Understanding Pain Tolerance
Why is pain such an individual experience? If two people both have arthritis in their fingers, shouldn’t they feel a similar amount of pain? The answer has to do with a person’s pain threshold and pain tolerance—both of which are shaped by biology, past experiences, and emotions.
Pain threshold is the point at which a person begins to feel pain.
Pain tolerance is the maximum level of pain that a person can bear.
Our bodies have a “pain gate.” In general, chronic pain makes that gate too sensitive so that it flies open—and stays open—even when the body is not in “danger.” Because of this, people with chronic pain tend to have a LOW pain threshold.
However, because they deal with pain on an every day basis, many people with chronic pain have a HIGH pain tolerance.

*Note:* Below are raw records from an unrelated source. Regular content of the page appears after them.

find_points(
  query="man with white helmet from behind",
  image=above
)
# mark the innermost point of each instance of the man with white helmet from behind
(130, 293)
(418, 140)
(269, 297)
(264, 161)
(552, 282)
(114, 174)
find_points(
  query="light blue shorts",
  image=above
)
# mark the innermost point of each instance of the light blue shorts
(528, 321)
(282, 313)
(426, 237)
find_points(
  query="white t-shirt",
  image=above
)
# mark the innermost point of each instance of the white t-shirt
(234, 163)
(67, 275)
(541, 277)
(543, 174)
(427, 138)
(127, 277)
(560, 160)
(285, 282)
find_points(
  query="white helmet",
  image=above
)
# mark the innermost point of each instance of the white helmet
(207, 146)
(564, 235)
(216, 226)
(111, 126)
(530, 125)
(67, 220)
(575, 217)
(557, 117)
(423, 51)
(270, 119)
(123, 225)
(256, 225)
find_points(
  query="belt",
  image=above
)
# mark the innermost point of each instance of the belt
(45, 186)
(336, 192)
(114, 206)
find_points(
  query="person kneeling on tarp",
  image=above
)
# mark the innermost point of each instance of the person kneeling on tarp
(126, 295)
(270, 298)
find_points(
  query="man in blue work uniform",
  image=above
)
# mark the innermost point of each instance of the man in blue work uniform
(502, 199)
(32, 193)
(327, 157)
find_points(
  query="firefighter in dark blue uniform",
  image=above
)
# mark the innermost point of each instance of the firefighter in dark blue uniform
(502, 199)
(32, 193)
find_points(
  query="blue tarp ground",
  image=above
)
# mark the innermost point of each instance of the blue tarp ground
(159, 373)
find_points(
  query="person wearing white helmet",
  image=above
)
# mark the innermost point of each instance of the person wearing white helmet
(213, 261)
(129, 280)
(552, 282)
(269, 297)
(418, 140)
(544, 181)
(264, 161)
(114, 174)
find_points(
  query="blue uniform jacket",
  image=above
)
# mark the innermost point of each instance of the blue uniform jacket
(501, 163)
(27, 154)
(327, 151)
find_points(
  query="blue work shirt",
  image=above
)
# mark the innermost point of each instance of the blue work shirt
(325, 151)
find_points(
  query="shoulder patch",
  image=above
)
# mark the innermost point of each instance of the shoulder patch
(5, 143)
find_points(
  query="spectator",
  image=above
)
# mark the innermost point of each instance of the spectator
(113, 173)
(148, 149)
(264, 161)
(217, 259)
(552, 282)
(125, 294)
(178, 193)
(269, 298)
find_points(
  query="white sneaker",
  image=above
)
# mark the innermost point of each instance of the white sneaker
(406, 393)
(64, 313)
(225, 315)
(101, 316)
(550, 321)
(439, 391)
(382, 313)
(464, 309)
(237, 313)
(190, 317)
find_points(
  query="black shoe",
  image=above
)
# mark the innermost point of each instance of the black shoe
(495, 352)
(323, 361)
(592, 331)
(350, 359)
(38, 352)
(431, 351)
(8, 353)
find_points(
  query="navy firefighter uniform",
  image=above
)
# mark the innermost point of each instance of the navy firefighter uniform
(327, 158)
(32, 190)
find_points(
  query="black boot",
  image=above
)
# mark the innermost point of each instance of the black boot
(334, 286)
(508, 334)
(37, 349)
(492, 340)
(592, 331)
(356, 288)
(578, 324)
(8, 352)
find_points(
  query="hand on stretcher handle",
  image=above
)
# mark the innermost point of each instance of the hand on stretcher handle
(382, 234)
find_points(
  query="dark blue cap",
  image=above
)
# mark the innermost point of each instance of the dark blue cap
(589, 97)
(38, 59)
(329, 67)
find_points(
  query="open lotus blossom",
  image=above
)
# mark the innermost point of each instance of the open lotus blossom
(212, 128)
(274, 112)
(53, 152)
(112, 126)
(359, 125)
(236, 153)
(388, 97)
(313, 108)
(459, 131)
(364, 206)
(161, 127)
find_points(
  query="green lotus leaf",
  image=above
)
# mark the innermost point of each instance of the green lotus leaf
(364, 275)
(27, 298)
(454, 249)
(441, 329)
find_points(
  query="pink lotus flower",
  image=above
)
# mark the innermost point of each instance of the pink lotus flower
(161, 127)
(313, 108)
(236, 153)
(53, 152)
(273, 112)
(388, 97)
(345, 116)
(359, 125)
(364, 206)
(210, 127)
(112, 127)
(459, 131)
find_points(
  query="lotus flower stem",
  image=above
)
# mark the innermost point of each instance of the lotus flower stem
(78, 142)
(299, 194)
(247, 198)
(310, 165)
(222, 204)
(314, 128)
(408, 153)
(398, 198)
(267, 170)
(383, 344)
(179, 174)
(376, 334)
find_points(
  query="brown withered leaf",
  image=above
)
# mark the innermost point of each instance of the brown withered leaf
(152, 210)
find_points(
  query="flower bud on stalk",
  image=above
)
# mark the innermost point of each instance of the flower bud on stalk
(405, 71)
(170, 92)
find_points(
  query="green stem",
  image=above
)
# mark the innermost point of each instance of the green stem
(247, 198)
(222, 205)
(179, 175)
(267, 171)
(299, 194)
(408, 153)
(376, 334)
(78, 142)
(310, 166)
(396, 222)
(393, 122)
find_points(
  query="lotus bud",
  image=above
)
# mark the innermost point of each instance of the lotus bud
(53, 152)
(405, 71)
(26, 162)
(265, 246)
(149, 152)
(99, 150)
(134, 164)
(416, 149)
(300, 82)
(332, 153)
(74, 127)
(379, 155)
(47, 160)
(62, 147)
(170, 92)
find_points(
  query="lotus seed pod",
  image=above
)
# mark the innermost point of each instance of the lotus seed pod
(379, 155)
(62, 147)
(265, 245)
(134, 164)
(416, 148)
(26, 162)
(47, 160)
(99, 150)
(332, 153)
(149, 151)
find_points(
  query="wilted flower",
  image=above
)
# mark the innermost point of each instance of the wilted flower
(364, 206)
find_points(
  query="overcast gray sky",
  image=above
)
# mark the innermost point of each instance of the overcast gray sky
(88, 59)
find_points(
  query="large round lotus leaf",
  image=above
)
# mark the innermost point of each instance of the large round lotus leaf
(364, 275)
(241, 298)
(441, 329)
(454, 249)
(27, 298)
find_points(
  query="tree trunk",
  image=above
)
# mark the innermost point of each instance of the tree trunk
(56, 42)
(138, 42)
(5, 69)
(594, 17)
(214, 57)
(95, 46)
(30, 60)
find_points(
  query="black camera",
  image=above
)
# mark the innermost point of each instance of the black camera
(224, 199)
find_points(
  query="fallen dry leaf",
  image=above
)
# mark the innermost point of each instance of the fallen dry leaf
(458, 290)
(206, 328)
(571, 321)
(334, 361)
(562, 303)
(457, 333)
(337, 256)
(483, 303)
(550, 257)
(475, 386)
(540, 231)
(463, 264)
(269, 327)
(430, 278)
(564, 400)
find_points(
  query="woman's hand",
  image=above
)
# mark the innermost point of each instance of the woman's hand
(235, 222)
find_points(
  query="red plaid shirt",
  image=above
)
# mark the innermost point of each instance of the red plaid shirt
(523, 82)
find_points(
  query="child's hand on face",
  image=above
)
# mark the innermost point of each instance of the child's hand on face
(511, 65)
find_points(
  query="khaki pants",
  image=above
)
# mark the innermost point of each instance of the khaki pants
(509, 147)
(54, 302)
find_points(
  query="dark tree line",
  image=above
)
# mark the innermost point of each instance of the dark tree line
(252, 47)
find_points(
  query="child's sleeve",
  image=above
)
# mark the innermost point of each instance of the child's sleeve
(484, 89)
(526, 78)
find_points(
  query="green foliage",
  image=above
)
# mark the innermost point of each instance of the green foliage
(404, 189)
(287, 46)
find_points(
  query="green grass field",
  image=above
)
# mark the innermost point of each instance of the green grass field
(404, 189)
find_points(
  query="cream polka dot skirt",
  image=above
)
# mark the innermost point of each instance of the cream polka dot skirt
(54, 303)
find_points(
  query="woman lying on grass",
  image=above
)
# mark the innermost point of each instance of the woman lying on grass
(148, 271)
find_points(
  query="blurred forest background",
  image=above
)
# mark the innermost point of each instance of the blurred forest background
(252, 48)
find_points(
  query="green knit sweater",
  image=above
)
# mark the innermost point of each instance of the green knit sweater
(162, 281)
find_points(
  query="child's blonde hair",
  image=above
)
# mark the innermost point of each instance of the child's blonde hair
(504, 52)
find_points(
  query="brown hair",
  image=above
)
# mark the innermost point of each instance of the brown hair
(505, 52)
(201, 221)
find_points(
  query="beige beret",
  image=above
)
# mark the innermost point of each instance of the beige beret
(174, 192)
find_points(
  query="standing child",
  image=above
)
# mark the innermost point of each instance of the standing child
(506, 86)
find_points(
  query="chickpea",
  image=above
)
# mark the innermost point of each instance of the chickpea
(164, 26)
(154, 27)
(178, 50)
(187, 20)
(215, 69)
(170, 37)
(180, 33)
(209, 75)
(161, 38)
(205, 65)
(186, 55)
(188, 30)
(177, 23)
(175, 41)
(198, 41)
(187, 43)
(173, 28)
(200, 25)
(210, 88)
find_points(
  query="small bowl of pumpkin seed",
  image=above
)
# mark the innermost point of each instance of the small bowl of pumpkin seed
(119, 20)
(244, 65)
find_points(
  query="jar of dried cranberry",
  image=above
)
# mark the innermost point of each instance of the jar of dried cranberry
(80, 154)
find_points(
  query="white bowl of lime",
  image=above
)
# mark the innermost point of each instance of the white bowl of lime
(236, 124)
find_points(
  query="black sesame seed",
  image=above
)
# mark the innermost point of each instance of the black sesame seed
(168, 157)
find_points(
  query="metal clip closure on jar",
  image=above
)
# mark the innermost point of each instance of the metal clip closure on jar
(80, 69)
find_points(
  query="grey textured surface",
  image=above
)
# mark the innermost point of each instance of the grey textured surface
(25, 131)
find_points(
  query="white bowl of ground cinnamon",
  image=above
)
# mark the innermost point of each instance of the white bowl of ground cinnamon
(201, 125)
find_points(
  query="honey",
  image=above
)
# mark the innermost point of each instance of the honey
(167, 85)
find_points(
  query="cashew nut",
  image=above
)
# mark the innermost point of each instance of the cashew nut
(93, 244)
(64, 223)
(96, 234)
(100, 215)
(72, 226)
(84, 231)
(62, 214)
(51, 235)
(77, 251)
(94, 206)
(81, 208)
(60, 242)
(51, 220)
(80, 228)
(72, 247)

They have developed ways to cope with the pain, often because they feel they have no choice.
But the experience of pain involves more than neurological signals. Our psychological and emotional responses to pain begin in childhood. Think about this: two toddlers fall and bump their knees. The first child’s mother gives her son’s knee a little kiss and says, “Oh, you’re all better now,” and the child runs off to play some more. The other mother picks up her son and says in a terrified voice, “Oh no! Are you bleeding? You poor baby, that must hurt so badly.” The second child begins to cry loudly and clings to his mother. It’s not that one mother is right and the other wrong. It’s that the boys received two very different messages about pain—and those messages might affect their pain tolerance and coping skills as they get older.
Researchers have found other factors that seem to influence how a person responds to pain. These include:
- Gender. Women tend to be more sensitive to pain, but the ability to tolerate pain seems to be equal between men and women.
- Genetics. For example, scientists have discovered that people with red hair have a lower pain threshold than other people.
- Fitness. People who are fit, athletic, and at a healthy weight seem to tolerate pain better than people with poor fitness.
- Emotions. When people are in pain, emotions like despair, fear, and anxiety can make them more sensitive and less tolerant to pain. And because depression and chronic pain often go hand-in-hand (see side bar), pain management physicians often treat both the physical and the emotional aspects of being in pain.